Gene Ontology Enrichment Analysis (Dataset S2).
In Fig. 1C, the leftmost and center upper panels show that during the desiccation time course, the desert taxa A. deserticola and F. rotunda up-regulated biological processes (grouped by gene entology [GO] analysis) that are traditionally associated with photosystem repair, high light stress (although these algae were desiccated in the dark), protective pigment production, hormone levels, and neutral lipids and triglyceride metabolism. The rightmost panel in Fig. 1C shows that, in contrast, the aquatic species E. costatus up-regulated aspects of photosynthesis (energetic metabolism), translation, catabolism of starch and glucan, and generation of precursor metabolites (Fig. 1 C, Upper Right). Remarkably, more than half of the 32 processes down-regulated during desiccation by both desert taxa (Fig. 1C, A. deserticola and F. rotunda lower panels, and Fig. 1D) were up-regulated in the aquatic species (Fig. 1C, E. costatus upper panel, and Fig. 1D). The extensive down-regulation of gene expression in desert taxa suggests a metabolic slowdown affecting processes such as photosynthesis, starch metabolism, and generation of precursor metabolites and energy (Fig. 1 C, Lower). No biological processes identified by GO analyis were down-regulated in the aquatic species E. costatus (Fig. 1C).

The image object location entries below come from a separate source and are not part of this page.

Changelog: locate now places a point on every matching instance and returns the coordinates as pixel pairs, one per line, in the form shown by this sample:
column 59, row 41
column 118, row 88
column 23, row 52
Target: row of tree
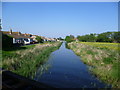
column 93, row 37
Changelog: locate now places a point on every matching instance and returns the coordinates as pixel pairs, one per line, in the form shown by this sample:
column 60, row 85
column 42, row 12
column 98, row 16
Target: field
column 103, row 57
column 26, row 59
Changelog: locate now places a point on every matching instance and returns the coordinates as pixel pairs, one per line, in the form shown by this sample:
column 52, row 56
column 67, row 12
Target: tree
column 39, row 39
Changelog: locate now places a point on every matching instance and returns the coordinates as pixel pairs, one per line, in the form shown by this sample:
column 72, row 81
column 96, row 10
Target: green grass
column 25, row 62
column 103, row 57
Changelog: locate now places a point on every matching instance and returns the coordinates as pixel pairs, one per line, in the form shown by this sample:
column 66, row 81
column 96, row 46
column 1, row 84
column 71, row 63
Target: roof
column 15, row 34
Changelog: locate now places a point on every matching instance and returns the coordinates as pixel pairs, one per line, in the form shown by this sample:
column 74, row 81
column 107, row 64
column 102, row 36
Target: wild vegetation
column 26, row 59
column 93, row 37
column 103, row 59
column 102, row 37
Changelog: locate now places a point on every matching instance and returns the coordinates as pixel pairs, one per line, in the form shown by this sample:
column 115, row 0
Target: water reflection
column 66, row 70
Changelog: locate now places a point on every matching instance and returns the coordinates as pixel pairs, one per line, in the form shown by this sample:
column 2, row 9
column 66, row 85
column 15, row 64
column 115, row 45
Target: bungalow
column 18, row 37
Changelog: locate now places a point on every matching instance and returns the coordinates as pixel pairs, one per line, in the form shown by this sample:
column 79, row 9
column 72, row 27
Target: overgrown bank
column 26, row 60
column 103, row 57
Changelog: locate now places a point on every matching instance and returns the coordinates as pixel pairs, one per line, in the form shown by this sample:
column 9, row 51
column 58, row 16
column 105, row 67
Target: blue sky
column 58, row 19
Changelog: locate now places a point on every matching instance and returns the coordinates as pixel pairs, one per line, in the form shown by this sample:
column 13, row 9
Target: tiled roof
column 15, row 34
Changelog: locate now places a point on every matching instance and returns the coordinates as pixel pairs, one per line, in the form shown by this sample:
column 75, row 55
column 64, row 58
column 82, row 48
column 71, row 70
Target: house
column 18, row 37
column 34, row 38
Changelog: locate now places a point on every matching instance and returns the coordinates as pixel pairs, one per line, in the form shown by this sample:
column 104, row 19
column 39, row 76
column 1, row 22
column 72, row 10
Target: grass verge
column 103, row 57
column 26, row 61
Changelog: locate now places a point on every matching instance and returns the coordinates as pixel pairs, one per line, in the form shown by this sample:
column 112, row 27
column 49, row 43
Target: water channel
column 64, row 69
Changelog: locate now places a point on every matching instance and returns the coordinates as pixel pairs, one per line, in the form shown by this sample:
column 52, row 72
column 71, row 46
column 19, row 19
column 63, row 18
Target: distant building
column 18, row 37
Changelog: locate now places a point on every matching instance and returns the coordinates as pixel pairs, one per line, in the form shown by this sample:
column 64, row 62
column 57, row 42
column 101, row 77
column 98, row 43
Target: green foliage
column 7, row 41
column 26, row 61
column 39, row 39
column 103, row 37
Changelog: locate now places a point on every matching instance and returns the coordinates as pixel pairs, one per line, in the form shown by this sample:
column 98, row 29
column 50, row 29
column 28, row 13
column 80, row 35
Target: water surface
column 64, row 69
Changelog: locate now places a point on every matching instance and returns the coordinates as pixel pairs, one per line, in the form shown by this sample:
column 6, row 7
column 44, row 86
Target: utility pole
column 0, row 25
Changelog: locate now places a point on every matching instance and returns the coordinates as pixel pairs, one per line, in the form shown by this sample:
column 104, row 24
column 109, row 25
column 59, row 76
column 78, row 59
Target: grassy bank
column 25, row 60
column 103, row 57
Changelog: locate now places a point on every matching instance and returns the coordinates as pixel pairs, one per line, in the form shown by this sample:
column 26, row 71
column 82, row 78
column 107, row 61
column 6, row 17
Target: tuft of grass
column 103, row 57
column 25, row 62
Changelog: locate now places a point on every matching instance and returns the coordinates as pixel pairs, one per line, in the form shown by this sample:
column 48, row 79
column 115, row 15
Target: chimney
column 25, row 34
column 10, row 31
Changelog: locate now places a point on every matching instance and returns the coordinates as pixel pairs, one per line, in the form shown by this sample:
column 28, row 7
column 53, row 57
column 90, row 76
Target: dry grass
column 103, row 56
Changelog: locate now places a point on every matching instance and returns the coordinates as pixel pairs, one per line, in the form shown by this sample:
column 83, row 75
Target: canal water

Up- and Down-Regulation of Shared GO Terms.
This contrasting genetic response during the desiccation time course is further analyzed in Fig. 2. To facilitate comparison among species, we used GO term enrichment analysis to identify those functions that were impacted (positively or negatively) by desiccation across all taxa (Fig. 2 A and B). Those responses are plotted in polar graphs (Fig. 2C) where each sector represents one GO term in each species. Changes in expression as Log2FC of each DEG annotated within each GO term are shown as positive (gold dots) or negative (purple dots) (Fig. 2C, outer circle). To capture the overall tendency toward up- or down-regulation of each term, a z score was calculated () and is displayed coded by color in the inner circle of Fig. 2C. Both DT taxa up-regulate oxidoreductase activity and membrane-related properties (gold z-score blocks) and down-regulate energy production and photosynthesis (purple blocks). Desiccation-intolerant E. costatus up-regulates every function analyzed in this cross-species comparative framework (Fig. 2C).
Emerging from this analysis is a picture of DT desert taxa up-regulating genes coding for protective functions while extensively down-regulating genes associated with metabolism as desiccation stress mounts. Notably, E. costatus also up-regulates genes coding for aspects of protection (see next section); in contrast to the desert taxa, however, it broadly activates genes necessary for energetic metabolism and exhibits very limited down-regulation during desiccation (Fig. 1 C and D).
Expression of Specific Photosynthetic, Protective, and Regulatory Genes.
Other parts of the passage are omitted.